The story about my research group member brought back memories of a particular conversation Cheryl and I had. It was during this conversation that I realized how much I lala’d Abby and how attached I was to her.One day while we were standing at the hood, I was telling Cheryl a story about my cousin’s cousin, Timmy. Timmy is on my cousin’s dad’s side of the family and so was not a blood relative of mine.
Timmy, who is about 8 years older than me, grew up in a small town east of Raleigh, Knightdale. Back then, Knightdale was a sleepy country town dotted with tobacco fields and hog farms. It is now a growing and thriving Raleigh suburb and has all the amenities of such. It is actually easier for me, an east Raleigh inhabitant, to go shopping in Knightdale than it would be to go somewhere on Capital Boulevard or Crabtree Valley Mall. As a matter of fact, I just bought my new laptop at a Best Buy in Knightdale rather than anywhere in Raleigh. This is quite a turnaround for a town that did not even have a McDonalds 30 years ago. I felt sorry for my cousins because they had to go 10 miles into Raleigh for the nearest McDonalds. The only grocery store in town was an IGA that was in a building made of cinder blocks. The poor rascals didn’t even have a Piggly Wiggly.
Timmy had a rough edge to him. He has spent a few years in prison for a host of infractions ranging from petty crimes to 2nd degree murder. He has also battled addiction for most of his adult life. Despite his sordid past, Timmy is a likable and personable guy.
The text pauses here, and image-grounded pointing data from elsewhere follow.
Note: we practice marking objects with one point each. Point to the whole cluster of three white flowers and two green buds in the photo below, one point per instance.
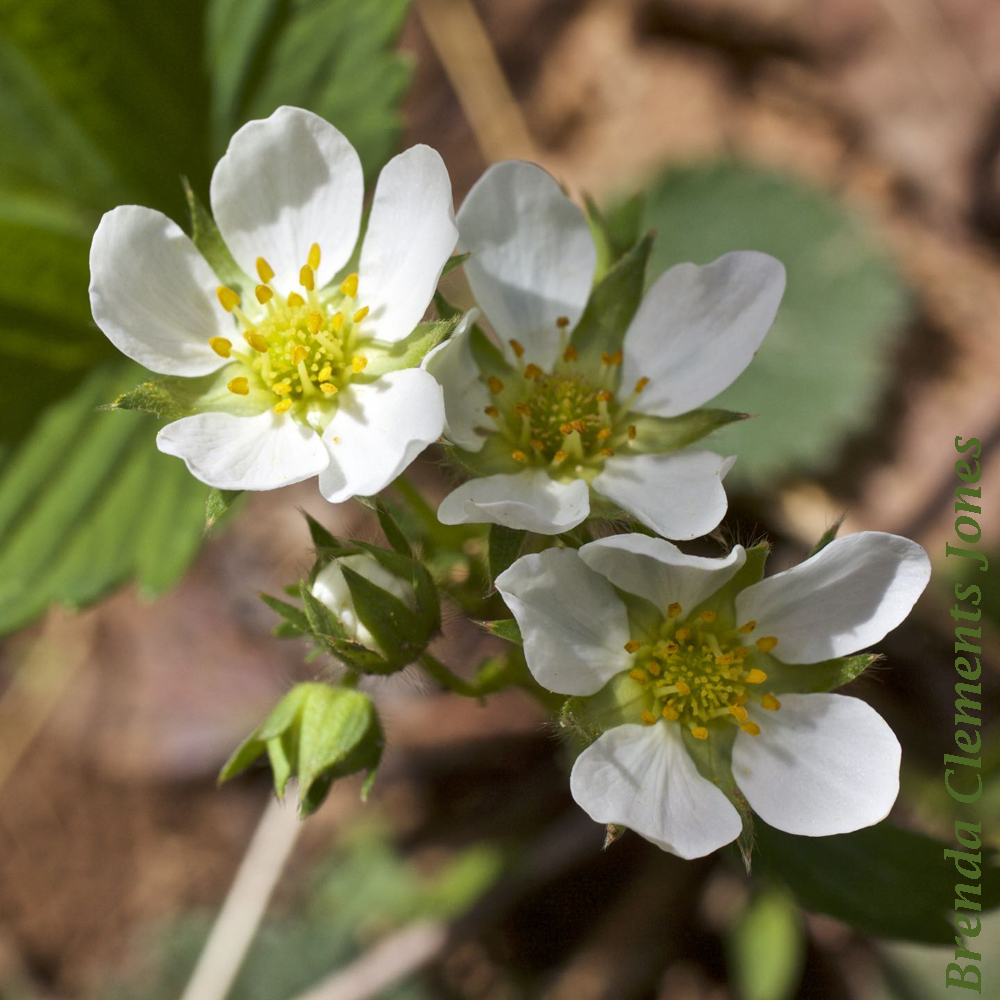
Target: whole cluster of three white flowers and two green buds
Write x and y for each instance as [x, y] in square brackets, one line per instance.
[702, 690]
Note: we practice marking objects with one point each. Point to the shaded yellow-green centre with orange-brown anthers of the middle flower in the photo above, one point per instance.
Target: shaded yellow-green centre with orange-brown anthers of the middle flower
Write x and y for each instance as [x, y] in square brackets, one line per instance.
[561, 420]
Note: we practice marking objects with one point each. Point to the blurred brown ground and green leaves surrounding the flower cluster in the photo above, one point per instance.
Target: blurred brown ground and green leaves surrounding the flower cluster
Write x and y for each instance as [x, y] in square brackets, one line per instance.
[857, 140]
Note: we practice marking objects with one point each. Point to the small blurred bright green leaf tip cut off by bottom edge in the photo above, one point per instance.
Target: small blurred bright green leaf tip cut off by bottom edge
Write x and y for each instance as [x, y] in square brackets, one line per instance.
[767, 948]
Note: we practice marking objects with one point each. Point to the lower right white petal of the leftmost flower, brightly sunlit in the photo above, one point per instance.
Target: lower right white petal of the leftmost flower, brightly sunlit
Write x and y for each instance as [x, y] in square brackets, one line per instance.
[378, 430]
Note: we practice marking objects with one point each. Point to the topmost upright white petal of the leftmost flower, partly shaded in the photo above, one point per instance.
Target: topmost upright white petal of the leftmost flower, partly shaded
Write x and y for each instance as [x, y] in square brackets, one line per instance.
[284, 183]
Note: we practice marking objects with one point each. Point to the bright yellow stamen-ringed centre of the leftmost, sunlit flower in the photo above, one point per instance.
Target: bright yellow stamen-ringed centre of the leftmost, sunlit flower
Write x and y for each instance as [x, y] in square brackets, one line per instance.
[301, 348]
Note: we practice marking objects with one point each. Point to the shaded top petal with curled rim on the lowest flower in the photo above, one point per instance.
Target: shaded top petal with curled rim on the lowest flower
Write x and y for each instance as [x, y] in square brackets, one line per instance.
[659, 571]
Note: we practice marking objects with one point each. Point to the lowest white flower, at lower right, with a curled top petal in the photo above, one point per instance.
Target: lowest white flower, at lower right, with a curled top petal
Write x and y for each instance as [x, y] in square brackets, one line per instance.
[684, 688]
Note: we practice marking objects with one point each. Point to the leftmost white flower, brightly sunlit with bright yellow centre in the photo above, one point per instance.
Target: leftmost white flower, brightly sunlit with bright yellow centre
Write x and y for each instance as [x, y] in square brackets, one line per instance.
[308, 381]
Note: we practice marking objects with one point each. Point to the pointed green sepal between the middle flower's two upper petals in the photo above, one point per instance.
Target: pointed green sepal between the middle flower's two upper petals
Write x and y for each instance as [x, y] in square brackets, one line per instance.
[610, 309]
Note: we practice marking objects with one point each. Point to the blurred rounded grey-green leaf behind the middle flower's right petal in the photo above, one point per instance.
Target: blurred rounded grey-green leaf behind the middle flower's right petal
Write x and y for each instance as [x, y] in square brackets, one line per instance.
[843, 305]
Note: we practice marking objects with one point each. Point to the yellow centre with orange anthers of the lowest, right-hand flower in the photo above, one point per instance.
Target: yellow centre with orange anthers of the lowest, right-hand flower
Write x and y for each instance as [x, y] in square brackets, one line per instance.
[700, 674]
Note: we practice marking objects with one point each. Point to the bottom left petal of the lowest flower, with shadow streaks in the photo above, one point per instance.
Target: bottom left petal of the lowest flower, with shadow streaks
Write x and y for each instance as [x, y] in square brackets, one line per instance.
[643, 778]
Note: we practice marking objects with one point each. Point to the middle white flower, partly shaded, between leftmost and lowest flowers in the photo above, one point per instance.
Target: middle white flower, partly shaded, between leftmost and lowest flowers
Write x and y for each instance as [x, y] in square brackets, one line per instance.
[551, 429]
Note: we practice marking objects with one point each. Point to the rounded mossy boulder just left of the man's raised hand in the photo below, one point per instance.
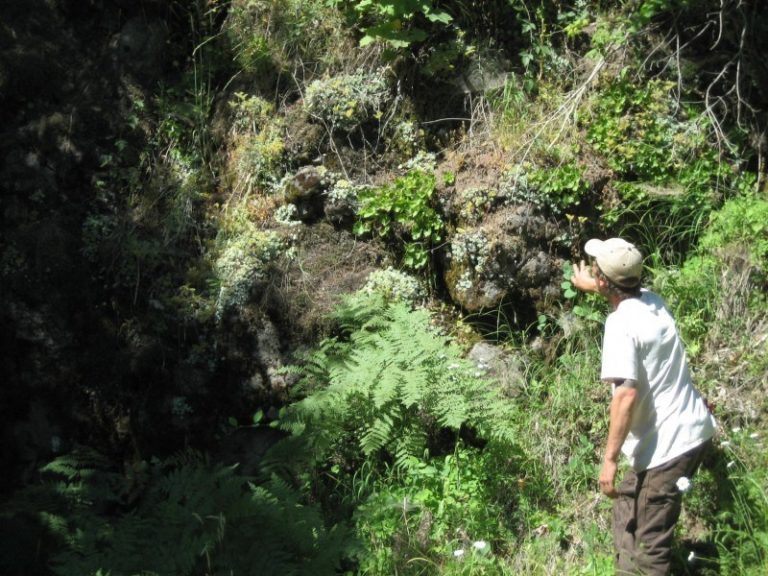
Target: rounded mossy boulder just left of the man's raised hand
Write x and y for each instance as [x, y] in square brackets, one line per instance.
[507, 254]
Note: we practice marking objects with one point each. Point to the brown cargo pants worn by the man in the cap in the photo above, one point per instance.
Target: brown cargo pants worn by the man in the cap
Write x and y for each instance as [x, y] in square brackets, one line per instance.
[645, 514]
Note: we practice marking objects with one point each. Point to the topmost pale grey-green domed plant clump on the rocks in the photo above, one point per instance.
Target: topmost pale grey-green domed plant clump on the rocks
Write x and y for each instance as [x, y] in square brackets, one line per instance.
[345, 102]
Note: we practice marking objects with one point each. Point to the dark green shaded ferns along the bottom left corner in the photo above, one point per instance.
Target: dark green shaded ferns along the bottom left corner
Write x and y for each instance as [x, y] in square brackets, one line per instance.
[192, 518]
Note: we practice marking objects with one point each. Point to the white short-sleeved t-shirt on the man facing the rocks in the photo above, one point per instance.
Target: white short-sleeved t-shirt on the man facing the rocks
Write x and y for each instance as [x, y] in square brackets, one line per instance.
[669, 417]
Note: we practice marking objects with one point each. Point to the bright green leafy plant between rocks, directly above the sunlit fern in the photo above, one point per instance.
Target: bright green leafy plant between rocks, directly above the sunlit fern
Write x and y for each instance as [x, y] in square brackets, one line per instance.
[402, 211]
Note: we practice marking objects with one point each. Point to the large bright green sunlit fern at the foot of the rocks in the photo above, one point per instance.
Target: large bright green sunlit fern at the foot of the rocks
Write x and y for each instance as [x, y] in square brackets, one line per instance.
[392, 376]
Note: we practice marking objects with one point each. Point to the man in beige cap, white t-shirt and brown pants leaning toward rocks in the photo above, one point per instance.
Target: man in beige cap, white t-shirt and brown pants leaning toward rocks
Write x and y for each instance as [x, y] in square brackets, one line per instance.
[657, 418]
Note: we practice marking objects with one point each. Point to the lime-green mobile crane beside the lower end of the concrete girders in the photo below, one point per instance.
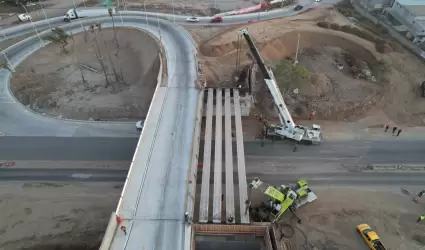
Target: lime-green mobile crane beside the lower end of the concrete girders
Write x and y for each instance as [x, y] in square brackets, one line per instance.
[281, 199]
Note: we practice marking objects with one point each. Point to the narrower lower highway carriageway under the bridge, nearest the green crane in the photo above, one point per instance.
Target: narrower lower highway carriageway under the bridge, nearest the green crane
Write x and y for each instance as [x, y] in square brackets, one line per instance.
[366, 178]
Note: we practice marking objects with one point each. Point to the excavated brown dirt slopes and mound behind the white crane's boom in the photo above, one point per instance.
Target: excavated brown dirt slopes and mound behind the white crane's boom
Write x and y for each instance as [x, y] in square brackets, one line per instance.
[334, 94]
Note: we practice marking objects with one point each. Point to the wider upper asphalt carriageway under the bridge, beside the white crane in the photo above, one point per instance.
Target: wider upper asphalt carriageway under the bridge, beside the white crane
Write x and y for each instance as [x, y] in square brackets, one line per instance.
[122, 149]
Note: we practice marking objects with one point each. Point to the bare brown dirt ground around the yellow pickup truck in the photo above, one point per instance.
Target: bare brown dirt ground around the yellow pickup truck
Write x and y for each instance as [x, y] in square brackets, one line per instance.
[330, 222]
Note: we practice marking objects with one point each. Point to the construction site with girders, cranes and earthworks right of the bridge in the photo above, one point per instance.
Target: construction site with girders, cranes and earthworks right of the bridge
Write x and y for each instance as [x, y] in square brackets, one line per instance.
[258, 75]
I told Cheryl as story about Timmy’s pet alligator. Who knows where the hell this guy got hold of such a creature. I’m sure it was a spontaneous act given about 2 seconds of thought about the long term implications of owning such a beast. Apparently Timmy took good care of the alligator as evidenced by the animal’s healthy growth. Timmy kept the gator in the bathtub, and I have no idea what he fed it. I wouldn’t be shocked if he fed the gator live animals such as mice or rabbits. Eventually the gator outgrew the bathtub, and Timmy had nowhere to keep the pet. If I had to guess wouldwhat his next move might have been, I would have thought he would have had an alligator BBQ or made himself some alligator skin shoes or belts. Or, I thought Timmy would have built a pen in the back to keep the gator, but that may have been too risky because a nosey neighbor may have seen it and turned him in. With a rap sheet like his, the last thing Timmy needed was another charge.
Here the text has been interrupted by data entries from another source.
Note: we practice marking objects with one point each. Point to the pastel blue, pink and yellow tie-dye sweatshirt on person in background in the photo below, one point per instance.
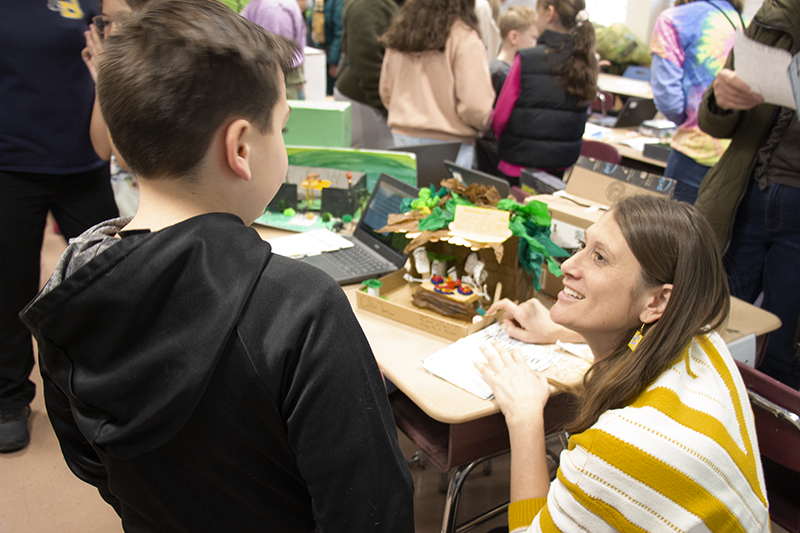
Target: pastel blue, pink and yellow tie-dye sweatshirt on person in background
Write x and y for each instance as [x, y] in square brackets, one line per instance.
[690, 45]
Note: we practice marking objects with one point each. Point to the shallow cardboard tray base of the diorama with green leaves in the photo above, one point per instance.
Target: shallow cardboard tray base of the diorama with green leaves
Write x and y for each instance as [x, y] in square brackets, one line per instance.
[395, 303]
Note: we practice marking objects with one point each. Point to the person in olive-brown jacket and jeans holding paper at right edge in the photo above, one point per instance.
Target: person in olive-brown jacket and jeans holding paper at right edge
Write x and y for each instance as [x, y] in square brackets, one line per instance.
[751, 196]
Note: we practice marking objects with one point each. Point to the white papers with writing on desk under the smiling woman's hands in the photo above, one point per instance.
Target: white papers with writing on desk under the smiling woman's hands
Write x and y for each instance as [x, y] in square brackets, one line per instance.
[455, 362]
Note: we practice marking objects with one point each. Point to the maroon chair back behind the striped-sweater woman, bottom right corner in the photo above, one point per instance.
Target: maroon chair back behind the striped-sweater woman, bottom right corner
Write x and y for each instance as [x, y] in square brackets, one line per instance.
[776, 409]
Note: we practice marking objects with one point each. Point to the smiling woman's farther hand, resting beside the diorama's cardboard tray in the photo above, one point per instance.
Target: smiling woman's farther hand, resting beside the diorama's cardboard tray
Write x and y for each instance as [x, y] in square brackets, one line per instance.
[530, 322]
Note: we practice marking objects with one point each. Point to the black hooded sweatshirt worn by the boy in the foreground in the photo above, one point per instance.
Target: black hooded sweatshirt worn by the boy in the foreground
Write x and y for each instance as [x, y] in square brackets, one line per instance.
[203, 384]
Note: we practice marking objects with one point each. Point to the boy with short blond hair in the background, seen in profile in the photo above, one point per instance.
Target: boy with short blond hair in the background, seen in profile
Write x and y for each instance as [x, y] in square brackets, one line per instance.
[518, 31]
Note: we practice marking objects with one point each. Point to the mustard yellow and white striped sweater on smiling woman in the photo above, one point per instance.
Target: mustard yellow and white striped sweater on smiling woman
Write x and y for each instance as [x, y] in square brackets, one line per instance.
[682, 457]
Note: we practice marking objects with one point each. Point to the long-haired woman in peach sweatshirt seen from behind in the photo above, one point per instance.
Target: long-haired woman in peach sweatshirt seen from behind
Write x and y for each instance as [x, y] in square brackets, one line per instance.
[435, 80]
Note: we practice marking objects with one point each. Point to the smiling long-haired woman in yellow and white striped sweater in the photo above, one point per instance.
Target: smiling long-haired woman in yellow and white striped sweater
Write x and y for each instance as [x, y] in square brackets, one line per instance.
[663, 437]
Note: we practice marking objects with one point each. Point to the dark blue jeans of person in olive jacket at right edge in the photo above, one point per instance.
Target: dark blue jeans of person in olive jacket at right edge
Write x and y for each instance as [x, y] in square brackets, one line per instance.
[764, 255]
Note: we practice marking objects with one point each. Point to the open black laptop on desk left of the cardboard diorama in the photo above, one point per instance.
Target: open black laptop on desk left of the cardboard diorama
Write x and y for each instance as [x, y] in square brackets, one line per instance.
[373, 254]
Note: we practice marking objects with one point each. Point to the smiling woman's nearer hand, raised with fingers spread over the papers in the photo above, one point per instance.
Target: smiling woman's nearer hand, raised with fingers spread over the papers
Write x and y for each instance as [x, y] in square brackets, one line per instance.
[520, 392]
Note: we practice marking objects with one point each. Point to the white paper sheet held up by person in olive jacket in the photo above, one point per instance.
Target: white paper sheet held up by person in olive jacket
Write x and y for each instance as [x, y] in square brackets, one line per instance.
[764, 68]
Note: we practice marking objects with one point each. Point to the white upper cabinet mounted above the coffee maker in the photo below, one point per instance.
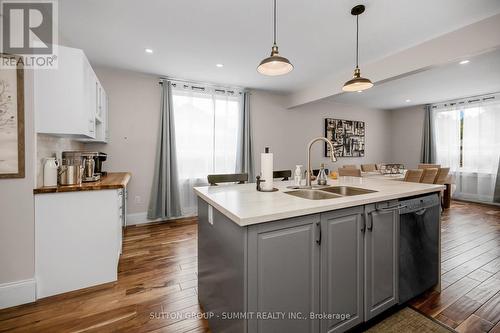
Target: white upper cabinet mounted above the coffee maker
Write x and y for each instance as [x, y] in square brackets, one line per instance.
[70, 101]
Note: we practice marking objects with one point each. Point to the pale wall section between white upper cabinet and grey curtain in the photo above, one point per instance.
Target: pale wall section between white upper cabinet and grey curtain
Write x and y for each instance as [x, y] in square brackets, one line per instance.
[134, 111]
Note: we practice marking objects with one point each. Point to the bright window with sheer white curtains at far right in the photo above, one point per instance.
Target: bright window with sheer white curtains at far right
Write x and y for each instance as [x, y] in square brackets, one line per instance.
[467, 140]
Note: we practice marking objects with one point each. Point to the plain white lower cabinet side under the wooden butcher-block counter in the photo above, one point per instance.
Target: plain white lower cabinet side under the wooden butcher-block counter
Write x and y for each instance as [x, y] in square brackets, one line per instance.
[76, 240]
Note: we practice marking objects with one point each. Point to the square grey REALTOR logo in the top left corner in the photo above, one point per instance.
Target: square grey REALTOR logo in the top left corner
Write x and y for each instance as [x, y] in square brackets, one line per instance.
[29, 30]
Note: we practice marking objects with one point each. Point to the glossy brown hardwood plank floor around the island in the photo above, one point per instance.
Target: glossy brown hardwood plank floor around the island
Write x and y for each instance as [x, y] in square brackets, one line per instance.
[157, 277]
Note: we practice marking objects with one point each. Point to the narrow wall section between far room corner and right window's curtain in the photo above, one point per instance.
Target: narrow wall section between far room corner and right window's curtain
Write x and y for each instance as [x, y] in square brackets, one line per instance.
[406, 135]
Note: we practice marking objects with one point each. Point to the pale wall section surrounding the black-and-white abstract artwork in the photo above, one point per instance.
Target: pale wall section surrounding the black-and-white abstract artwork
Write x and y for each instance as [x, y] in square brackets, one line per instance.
[288, 131]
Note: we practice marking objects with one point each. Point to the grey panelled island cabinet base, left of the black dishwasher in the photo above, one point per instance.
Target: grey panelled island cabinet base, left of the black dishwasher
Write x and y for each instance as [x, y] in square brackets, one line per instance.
[323, 272]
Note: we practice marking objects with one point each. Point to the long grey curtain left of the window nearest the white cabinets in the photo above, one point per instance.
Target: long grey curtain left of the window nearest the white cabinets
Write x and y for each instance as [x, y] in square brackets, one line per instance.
[164, 202]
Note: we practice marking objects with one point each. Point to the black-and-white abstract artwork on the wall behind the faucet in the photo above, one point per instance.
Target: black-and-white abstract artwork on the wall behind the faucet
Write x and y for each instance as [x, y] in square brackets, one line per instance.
[347, 136]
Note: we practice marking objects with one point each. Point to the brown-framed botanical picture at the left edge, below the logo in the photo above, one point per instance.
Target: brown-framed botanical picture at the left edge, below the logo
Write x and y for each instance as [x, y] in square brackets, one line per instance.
[11, 121]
No, Timmy took the gator to a nearby pond and turned it loose. For those wondering, alligators are indigenous to NC but not this far inland, mostly in the eastern coastal areas in swampy areas. Once in a while, an alligator will make its way up a river up to the piedmont area during warmer times, but it is a little too cold for gators for them to thrive around here.
For some reason, I thought that was a funny story. My sense of humor can be quirky, sometimes warped. When I laughed after telling this story to Cheryl, Cheryl responded in a stern tone and admonished me for my attitude about this. She said “What if you were walking by a lake and an alligator jumped out and took your Baby Girl. You wouldn’t think it was funny when an alligator was released into a pond then!” I didn’t argue back. She did have a point.
What shocked me about her response was that at some point in one of our previous conversations I had referred to Abby as “Baby Girl”. I’m not butch or macho, but I’m not a sissy-boy nancing around talking baby-talk to anyone outside of my home about a dog. How or when this slipped out, I do not know, but I surely said it. In private, yeah I spoke to Abby in a singy-songy way or spoke to her in rhymes. But I’m a grown man and couldn’t believe I would talk that way in public.
In a later entry, I will list all the nicknames I had for the babies. At that point, I realized that Abby was more to me than a dog or even a pet. She was special to me and will always hold a special place in my heart.